INLSA
Heart transplant patient Izak Bedeker with nurse Goland Naidoo and Dr Willie Koen at Netcare Christiaan Barnard Hospital yesterday
Sipokazi Fokazi
HEALTH WRITER
FOR YEARS, mechanical engineer Izak Bedeker of Brackenfell led a healthy life, cycling three times a week and participating 13 times in one of the world’s most popular cycle races – the Cape Argus Pick n Pay Cycle Tour.
But two years ago, things changed for the worse for this avid cyclist when, on a business trip to Joburg, he started experiencing breathing problems.
“I started breathing as if my lungs were filled with water. I didn’t know what was wrong with me. It was the most terrible experience of my life,” he recalled.
“I was very active and thought of myself as a healthy person, so being so sick was a shock for me.”
Doctors would later diagnose Bedeker with cardiomyopathy – a condition in which the heart becomes weakened and enlarged and cannot pump blood efficiently. This left his heart with only 14 percent of its function, and he had to be put on an organ donor list urgently.
But it would take another 18 months for him to finally get a donor heart when, last week, he became one of the three organ transplant recepients at the Netcare Christiaan Barnard Hospital in the city.
With August being recognised as organ donor month, Bedeker is considered one of the lucky few in SA who get transplants.
This country is one of a number experiencing a critical shortage of organ donors.
According to the Organ Donor Foundation, there are about 4 300 South Africans who need organ or corneal transplants but fewer than 600 of them are likely to get a transplant this year.
Dr Willie Koen, head of the transplant programme at the Netcare Christiaan Barnard Hospital, said SA had one of the lowest organ transplant rates in the world.
“Organ transplants in Spain are about 40 donors per million of population.

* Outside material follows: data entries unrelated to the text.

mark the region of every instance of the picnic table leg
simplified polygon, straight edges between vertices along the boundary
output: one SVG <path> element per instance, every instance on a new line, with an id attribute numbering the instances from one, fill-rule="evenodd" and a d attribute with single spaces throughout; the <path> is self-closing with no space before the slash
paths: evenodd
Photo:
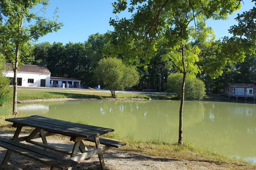
<path id="1" fill-rule="evenodd" d="M 43 143 L 46 144 L 48 144 L 47 143 L 47 141 L 46 139 L 46 138 L 45 137 L 45 131 L 43 129 L 41 129 L 39 131 L 40 133 L 40 135 L 41 135 L 41 138 L 42 139 L 42 141 L 43 141 Z M 46 151 L 50 151 L 50 150 L 47 148 L 45 148 L 45 150 Z"/>
<path id="2" fill-rule="evenodd" d="M 96 148 L 98 148 L 101 147 L 101 143 L 99 142 L 99 136 L 97 136 L 94 137 L 94 140 L 95 141 L 95 144 L 96 145 Z M 98 154 L 99 157 L 99 163 L 101 164 L 101 167 L 102 169 L 105 169 L 106 167 L 105 166 L 105 163 L 104 162 L 104 159 L 103 158 L 103 155 L 102 153 Z"/>
<path id="3" fill-rule="evenodd" d="M 81 141 L 81 142 L 80 142 L 80 144 L 79 145 L 79 150 L 80 150 L 80 151 L 81 151 L 81 153 L 82 154 L 83 154 L 86 152 L 88 152 L 89 151 L 88 150 L 88 149 L 87 149 L 87 148 L 86 147 L 86 146 L 85 146 L 85 144 L 82 141 Z M 91 159 L 91 158 L 86 158 L 85 159 L 85 160 L 89 160 Z"/>
<path id="4" fill-rule="evenodd" d="M 78 141 L 77 142 L 75 142 L 75 144 L 74 144 L 74 146 L 73 147 L 73 149 L 72 150 L 72 152 L 71 152 L 71 155 L 70 157 L 74 156 L 77 155 L 77 150 L 78 149 L 79 146 L 80 145 L 80 143 L 81 142 L 81 141 Z M 72 167 L 69 168 L 67 169 L 68 170 L 71 170 L 72 169 Z"/>
<path id="5" fill-rule="evenodd" d="M 17 129 L 16 129 L 16 130 L 14 133 L 14 135 L 13 135 L 13 138 L 12 139 L 12 140 L 15 141 L 17 139 L 18 137 L 19 137 L 19 134 L 21 133 L 21 131 L 22 129 L 22 126 L 17 127 Z M 11 151 L 9 150 L 7 150 L 7 151 L 5 154 L 5 158 L 3 159 L 3 160 L 2 163 L 2 164 L 4 164 L 8 162 L 8 161 L 9 160 L 9 159 L 10 158 L 10 156 L 11 156 Z"/>

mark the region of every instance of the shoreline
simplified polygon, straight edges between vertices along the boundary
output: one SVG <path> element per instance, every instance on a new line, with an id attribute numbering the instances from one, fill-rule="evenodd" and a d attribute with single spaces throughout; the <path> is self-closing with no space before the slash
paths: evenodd
<path id="1" fill-rule="evenodd" d="M 17 101 L 19 103 L 37 103 L 43 102 L 51 102 L 54 101 L 68 101 L 70 100 L 103 100 L 109 101 L 125 101 L 129 100 L 150 100 L 151 99 L 141 99 L 138 98 L 131 98 L 130 99 L 125 99 L 124 98 L 102 98 L 102 99 L 97 99 L 89 97 L 67 97 L 63 98 L 52 98 L 51 99 L 33 99 L 31 100 L 23 100 Z M 10 104 L 12 103 L 11 101 L 9 103 Z"/>

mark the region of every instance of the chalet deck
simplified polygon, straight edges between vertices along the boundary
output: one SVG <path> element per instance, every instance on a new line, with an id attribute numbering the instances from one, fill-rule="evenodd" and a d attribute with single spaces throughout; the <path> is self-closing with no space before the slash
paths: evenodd
<path id="1" fill-rule="evenodd" d="M 247 94 L 244 93 L 241 94 L 235 93 L 225 93 L 223 94 L 224 96 L 227 96 L 229 97 L 229 98 L 231 97 L 234 97 L 237 98 L 237 99 L 240 97 L 244 97 L 245 99 L 245 103 L 246 103 L 246 99 L 248 97 L 252 97 L 254 99 L 254 104 L 255 104 L 255 99 L 256 99 L 256 94 Z"/>

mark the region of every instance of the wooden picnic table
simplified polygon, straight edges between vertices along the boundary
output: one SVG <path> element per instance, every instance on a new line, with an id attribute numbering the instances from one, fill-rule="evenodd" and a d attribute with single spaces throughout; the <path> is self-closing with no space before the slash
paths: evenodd
<path id="1" fill-rule="evenodd" d="M 103 152 L 114 147 L 119 148 L 126 143 L 103 138 L 99 136 L 114 131 L 108 128 L 91 126 L 35 115 L 21 118 L 7 119 L 6 121 L 13 122 L 13 127 L 16 128 L 11 139 L 0 138 L 0 146 L 7 149 L 3 161 L 7 163 L 12 151 L 40 161 L 51 166 L 51 170 L 59 169 L 71 170 L 72 167 L 83 160 L 88 160 L 98 155 L 101 166 L 105 169 Z M 35 129 L 29 135 L 19 137 L 22 127 L 32 127 Z M 70 141 L 74 142 L 72 151 L 65 150 L 48 144 L 46 137 L 59 134 L 70 137 Z M 32 139 L 41 138 L 42 143 Z M 95 149 L 89 150 L 83 142 L 85 140 L 95 143 Z M 21 143 L 27 142 L 43 147 L 45 151 L 34 147 Z M 101 144 L 105 145 L 101 146 Z M 79 149 L 81 152 L 77 154 Z M 70 158 L 62 156 L 49 151 L 51 150 L 70 155 Z"/>

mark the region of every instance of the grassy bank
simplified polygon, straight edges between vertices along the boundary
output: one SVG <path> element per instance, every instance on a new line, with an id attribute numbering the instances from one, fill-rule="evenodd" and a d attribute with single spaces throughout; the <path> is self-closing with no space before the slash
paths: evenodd
<path id="1" fill-rule="evenodd" d="M 149 99 L 151 98 L 170 100 L 176 97 L 176 96 L 173 95 L 166 94 L 116 93 L 116 96 L 117 98 L 124 99 L 138 98 Z M 71 91 L 60 90 L 53 91 L 18 89 L 17 98 L 18 100 L 22 101 L 65 98 L 88 98 L 102 99 L 110 98 L 111 97 L 111 93 L 105 92 L 92 92 L 86 90 Z M 11 97 L 9 101 L 11 101 L 12 99 Z"/>
<path id="2" fill-rule="evenodd" d="M 15 130 L 15 128 L 11 127 L 10 123 L 4 121 L 5 119 L 11 117 L 11 116 L 0 115 L 0 130 L 8 131 Z M 22 133 L 28 133 L 32 130 L 31 128 L 24 127 L 23 128 Z M 129 136 L 121 137 L 118 134 L 114 132 L 104 135 L 104 137 L 105 138 L 126 143 L 126 146 L 118 149 L 127 151 L 175 159 L 209 162 L 221 164 L 226 167 L 228 169 L 256 169 L 256 166 L 251 162 L 209 150 L 202 146 L 195 146 L 188 142 L 186 142 L 184 144 L 181 146 L 174 143 L 165 142 L 161 140 L 148 141 L 134 140 L 130 139 Z M 69 139 L 67 137 L 63 137 L 59 135 L 47 137 L 48 137 L 67 141 L 69 141 Z M 91 143 L 88 142 L 85 142 L 85 143 L 87 145 L 92 144 Z"/>

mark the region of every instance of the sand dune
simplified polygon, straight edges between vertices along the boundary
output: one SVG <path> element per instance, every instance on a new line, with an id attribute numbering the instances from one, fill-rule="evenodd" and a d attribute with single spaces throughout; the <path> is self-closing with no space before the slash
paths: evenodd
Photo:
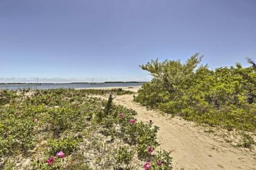
<path id="1" fill-rule="evenodd" d="M 137 92 L 138 88 L 124 89 Z M 132 95 L 116 97 L 114 102 L 136 110 L 138 120 L 151 120 L 160 127 L 161 149 L 172 152 L 174 169 L 256 169 L 255 152 L 218 141 L 193 123 L 148 110 L 133 102 Z"/>

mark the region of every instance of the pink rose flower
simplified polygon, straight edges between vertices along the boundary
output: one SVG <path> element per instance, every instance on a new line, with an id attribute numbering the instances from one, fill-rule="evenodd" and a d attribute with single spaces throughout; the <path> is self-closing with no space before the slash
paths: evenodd
<path id="1" fill-rule="evenodd" d="M 59 152 L 57 153 L 56 157 L 60 158 L 64 158 L 65 157 L 65 154 L 64 154 L 63 152 L 60 151 L 60 152 Z"/>
<path id="2" fill-rule="evenodd" d="M 152 152 L 153 152 L 153 149 L 151 147 L 149 148 L 149 149 L 148 150 L 149 154 L 151 154 Z"/>
<path id="3" fill-rule="evenodd" d="M 133 124 L 134 123 L 135 123 L 135 120 L 133 119 L 131 119 L 129 120 L 129 123 L 130 123 L 130 124 Z"/>
<path id="4" fill-rule="evenodd" d="M 48 163 L 49 165 L 52 165 L 54 162 L 55 161 L 55 158 L 54 157 L 51 157 L 46 160 L 46 163 Z"/>
<path id="5" fill-rule="evenodd" d="M 119 114 L 119 117 L 121 117 L 121 118 L 123 118 L 124 117 L 124 115 L 123 114 L 123 113 L 120 113 Z"/>
<path id="6" fill-rule="evenodd" d="M 144 165 L 144 169 L 145 170 L 149 170 L 150 169 L 150 163 L 147 162 L 145 165 Z"/>

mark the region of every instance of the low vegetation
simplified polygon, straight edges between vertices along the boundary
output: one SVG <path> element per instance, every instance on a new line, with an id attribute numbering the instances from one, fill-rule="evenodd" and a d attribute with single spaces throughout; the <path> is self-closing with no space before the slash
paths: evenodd
<path id="1" fill-rule="evenodd" d="M 113 104 L 127 93 L 0 91 L 0 169 L 171 169 L 170 153 L 157 149 L 158 127 Z"/>
<path id="2" fill-rule="evenodd" d="M 141 65 L 152 76 L 143 84 L 135 100 L 143 105 L 188 120 L 255 132 L 256 129 L 256 67 L 208 69 L 199 66 L 196 53 L 185 64 L 179 60 L 157 59 Z M 254 142 L 244 137 L 244 146 Z"/>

In Europe and America it’s about 15 to 20 per million, but in South Africa there’s only two donors per million. We are far below the international average and that’s worrying.”
Koen said even more concerning for the country was that, despite their low numbers, organ donors were still not given priority in the hospital referral system, with doctors paying more attention to the sick.
This was often because of a lack of resources in hospitals such as beds, ventilators and staff.
Because of problems in this “stressed system”, potential donors often died in accidents in remote areas without the intervention of putting them on life support to keep their organs optimal, Koen said.
It the system was used adequately, it could improve the number of donors, he added.
“Even if we increase the numbers by five donors per million of population, that would make a huge difference… We could save more lives,” he said.
According to Samantha Volschenk, the executive director of the Organ Donor Foundation, kidneys are in greatest demand, with many South Africans turned away from dialysis treatment because of a lack of resources.
“This is a huge problem. If more transplants were performed, more space would be made available on the waiting list and in turn on the dialysis machines,” she said.
However, through more educational efforts, scepticism about organ donation was changing, Volschenk added.
She said the foundation had witnessed a 54 percent increase in the number of people signing up for organ donations this year compared to last year.